The Y-shaped Immunoglobulins are heterodimeric proteins composed of two heavy (H) and two light (L) chains. The two different types of light chains include Kappa and Lambda, which are distinctive in their amino acid sequence, with normally twice as many Kappa light chains. Malignancy can affect both types of light chains and in Multiple Myeloma. The relevant light chain production can increase, but the increase is more often in the Kappa light chains. Immunoglobulin light chains are produced in excess of the corresponding heavy chains and the excess free light chains can be quantified in serum and can also be detected in the urine, as they, by virtue of their size, are freely filtered through the glomerulus (Bence Jones protein). Excess amounts of free monoclonal light chains in patients with monoclonal gammopathy can produce nephropathy due to precipitation of these proteins in renal tubules.

Serum free Kappa and Lambda light chains are normally present in a ratio of about 0.26 to 1.65 and this ratio is increased in patients with Kappa light chain monoclonal gammopathy and decreased in patients with Lambda chain producing monoclonal gammopathies. Even though alteration in the serum K/L ratio is an important diagnostic criterion for plasma cell neoplasms, there is a high rate of positive results in patients receiving tertiary care, with abnormal K/L ratio noted in 36% of patients and about 90% of these are Kappa light chain dominant.

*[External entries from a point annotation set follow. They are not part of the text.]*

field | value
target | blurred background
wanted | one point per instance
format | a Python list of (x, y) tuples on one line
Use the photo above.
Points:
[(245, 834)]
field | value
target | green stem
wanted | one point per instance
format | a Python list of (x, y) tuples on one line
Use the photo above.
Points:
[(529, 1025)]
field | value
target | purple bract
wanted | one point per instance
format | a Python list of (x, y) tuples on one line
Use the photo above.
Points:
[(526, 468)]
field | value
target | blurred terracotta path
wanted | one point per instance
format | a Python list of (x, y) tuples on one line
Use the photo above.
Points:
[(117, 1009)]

The serum K/L ratio is however less frequently abnormal and stays normal in patients with Lambda chain lesions even when an abnormal Lambda immunoglobulin is detected in the urine. These variabilities can result in the less-common Lambda chain-associated lesions going undiagnosed. There is a high false negative rate for Lambda dominant K/L ratio in Lambda chain associated monoclonal gammopathy (89% for MGUS, 60% for SMM and 51% for MM). It is estimated that the overall excess false negative K/L ratio rate for Lambda chain lesions, compared to Kappa chain lesions, is approximately 30%. The high false negative rate for the Lambda dominant K/L ratio, in patients with Lambda chain neoplastic monoclonal gammopathies, may be due to under-detection of Lambda light chains, Lambda chains are not produced in as much excess as are Kappa chains resulting in lower rates of Lambda dominant K/L ratio in patient with Lambda light chain neoplastic monoclonal gammopathy, and overproduction of polyclonal Kappa light chains in Lambda chain monoclonal gammopathies, as is usually noted in patients receiving tertiary care.

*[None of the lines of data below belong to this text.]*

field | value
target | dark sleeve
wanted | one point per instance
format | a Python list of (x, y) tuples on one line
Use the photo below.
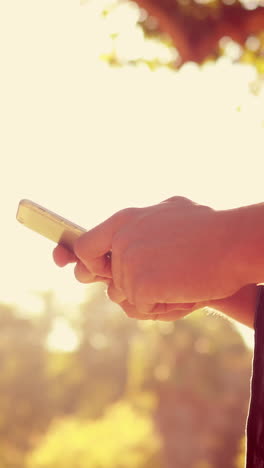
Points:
[(255, 420)]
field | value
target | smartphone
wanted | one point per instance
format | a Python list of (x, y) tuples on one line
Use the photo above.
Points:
[(48, 224)]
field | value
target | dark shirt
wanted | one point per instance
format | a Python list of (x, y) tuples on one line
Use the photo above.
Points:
[(255, 421)]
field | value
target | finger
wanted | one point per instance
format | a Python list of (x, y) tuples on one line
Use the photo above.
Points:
[(164, 308), (83, 275), (132, 312), (94, 245), (62, 256), (115, 294), (169, 315)]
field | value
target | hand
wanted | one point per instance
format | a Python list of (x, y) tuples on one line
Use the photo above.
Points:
[(241, 306), (170, 255)]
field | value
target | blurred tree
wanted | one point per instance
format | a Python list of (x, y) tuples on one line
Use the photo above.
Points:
[(122, 438), (24, 394), (188, 30), (189, 377)]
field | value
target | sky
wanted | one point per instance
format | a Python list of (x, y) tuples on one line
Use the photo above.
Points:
[(85, 140)]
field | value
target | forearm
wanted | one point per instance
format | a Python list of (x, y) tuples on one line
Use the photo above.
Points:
[(241, 306), (248, 229)]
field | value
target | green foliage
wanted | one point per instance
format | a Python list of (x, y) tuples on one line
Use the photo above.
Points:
[(126, 381), (123, 438)]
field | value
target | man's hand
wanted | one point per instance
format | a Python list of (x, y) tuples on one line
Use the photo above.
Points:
[(166, 257)]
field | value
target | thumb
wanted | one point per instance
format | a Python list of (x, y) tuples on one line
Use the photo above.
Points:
[(94, 247)]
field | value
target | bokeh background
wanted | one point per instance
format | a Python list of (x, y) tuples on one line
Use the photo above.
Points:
[(100, 110)]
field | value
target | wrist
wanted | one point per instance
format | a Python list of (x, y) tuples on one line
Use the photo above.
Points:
[(247, 232)]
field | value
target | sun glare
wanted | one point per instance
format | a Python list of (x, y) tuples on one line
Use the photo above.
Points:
[(85, 140)]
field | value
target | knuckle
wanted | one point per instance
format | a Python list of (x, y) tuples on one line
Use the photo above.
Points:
[(179, 199), (143, 289)]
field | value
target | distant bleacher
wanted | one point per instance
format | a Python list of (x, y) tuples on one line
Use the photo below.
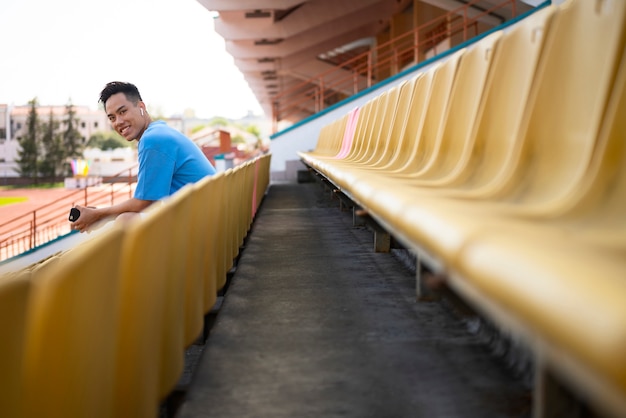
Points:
[(503, 168)]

This study was undertaken by comparing the results of Serum and Urine Protein Electrophoreses with the results of Serum Free Light Chain Assay (SFLCA), to ascertain if the levels of overproduction of the Kappa and Lambda light chain types and their detection rates are different in patients with neoplastic monoclonal gammopathies. The authors performed a retrospective review of SPEP/SIFE, UPEP/UIFE, and SFLCA results from January 2010 through September 2017 from a total of 482 patients. Among these patients, 175 patients had a diagnosis of Neoplastic Monoclonal Gammopathy (MGUS, SMM or MM). , and evaluable results were available to address the questions of this study. Patients with Lymphomas and CLL were excluded.

The authors noted that the serum K/L ratios were appropriately abnormal more often in Kappa light chain disease. In contrast, in those with Lambda light chain disease, the K/L ratios were normal in about 25% of patients but free homogenous Lambda light chains were detectable in urine.

It was concluded that the serum Kappa/Lambda ratio in patients with Lambda light chain disease can be normal in a 25% of patients with Neoplastic Monoclonal Gammopathy and can be missed if not further evaluated with UPEP/UIFE. The authors comment that UPEP/UIFE is under- utilized and the study results question the medical necessity and clinical usefulness of the serum free light chain assay. Serum Free Light Chains in Neoplastic Monoclonal Gammopathies: Relative Under-Detection of Lambda Dominant Kappa/Lambda Ratio, and Underproduction of Free Lambda Light Chains, as Compared to Kappa Light Chains, in Patients With Neoplastic Monoclonal Gammopathies. Lee WS and Singh G. J Clin Med Res. 2018;10:562-569.